Figure 5.

CAR-expressing human lymphocytes specific for HLA-A2-WT1₁₂₆. (a) Schematic diagram of the CAR construct. The scFv sequence was cloned into the CAR gene and further cloned into a murine stem cell virus-based vector, which contained an internal ribosome entry site (IRES) green fluorescence protein (GFP) sequence along with ampicillin resistance. The resulting CAR was composed of the leader sequence, scFv and hinge region on the extracellular surface, a CD8α transmembrane domain, along with 4-1BB and the CD3ζ chain. (b) Transduced T cells derived from a single healthy donor. Both CD4 and CD8 T cells were genetically modified.
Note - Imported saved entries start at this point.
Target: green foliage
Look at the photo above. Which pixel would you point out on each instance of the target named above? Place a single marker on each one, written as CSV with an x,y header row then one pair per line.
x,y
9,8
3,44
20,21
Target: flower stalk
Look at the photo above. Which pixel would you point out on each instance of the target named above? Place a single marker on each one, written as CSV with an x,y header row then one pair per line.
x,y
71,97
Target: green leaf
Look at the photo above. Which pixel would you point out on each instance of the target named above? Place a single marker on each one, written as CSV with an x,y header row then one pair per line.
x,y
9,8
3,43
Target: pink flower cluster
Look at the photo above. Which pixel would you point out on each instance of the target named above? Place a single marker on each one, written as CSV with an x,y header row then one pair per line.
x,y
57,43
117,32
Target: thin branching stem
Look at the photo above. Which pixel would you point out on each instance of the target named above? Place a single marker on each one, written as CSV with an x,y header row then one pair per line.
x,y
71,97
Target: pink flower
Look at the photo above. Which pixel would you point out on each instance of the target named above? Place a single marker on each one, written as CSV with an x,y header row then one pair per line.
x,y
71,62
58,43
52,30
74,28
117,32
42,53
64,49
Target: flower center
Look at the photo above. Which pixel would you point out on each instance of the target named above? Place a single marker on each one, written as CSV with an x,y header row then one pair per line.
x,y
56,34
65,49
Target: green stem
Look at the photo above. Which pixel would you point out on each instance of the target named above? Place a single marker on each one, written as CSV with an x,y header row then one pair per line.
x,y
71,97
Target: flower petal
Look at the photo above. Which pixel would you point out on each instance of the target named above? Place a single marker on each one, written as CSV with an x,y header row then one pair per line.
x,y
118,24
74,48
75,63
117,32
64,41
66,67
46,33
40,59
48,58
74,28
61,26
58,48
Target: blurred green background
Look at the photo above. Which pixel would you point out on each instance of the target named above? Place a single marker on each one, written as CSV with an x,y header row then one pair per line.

CAR-modified T cells were stained with HLA-A2-WT1126 tetramer, anti-CD4 or anti-CD8 and analyzed by flow cytometry. (c) Specific cytotoxicity of Clone45-CAR (left) or Q2L-CAR (right) T cells against the tumor cell lines by chromium release assay. Samples were prepared in triplicate, and values are shown as mean±s.e. Experiment was repeated twice with similar results. (d) CAR NK-92 cells were stained with PE-conjugated HLA-A2/WT1126 tetramer (right) and two isotype controls: HLA-A2/Hud tetramer and HLA-A2/CDR2 tetramer. (e) Specific cytotoxicity of Q2L-CAR NK-92 (solid line) and mock (dashed line) cells against the tumor cell lines by chromium release assay. Samples were prepared in triplicate, and values are shown as mean±s.d. Experiment was repeated twice with similar results. The P-values of the difference between CAR and mock groups were analyzed by log-rank Mantel–Cox test, with treatment groups showing similar variance.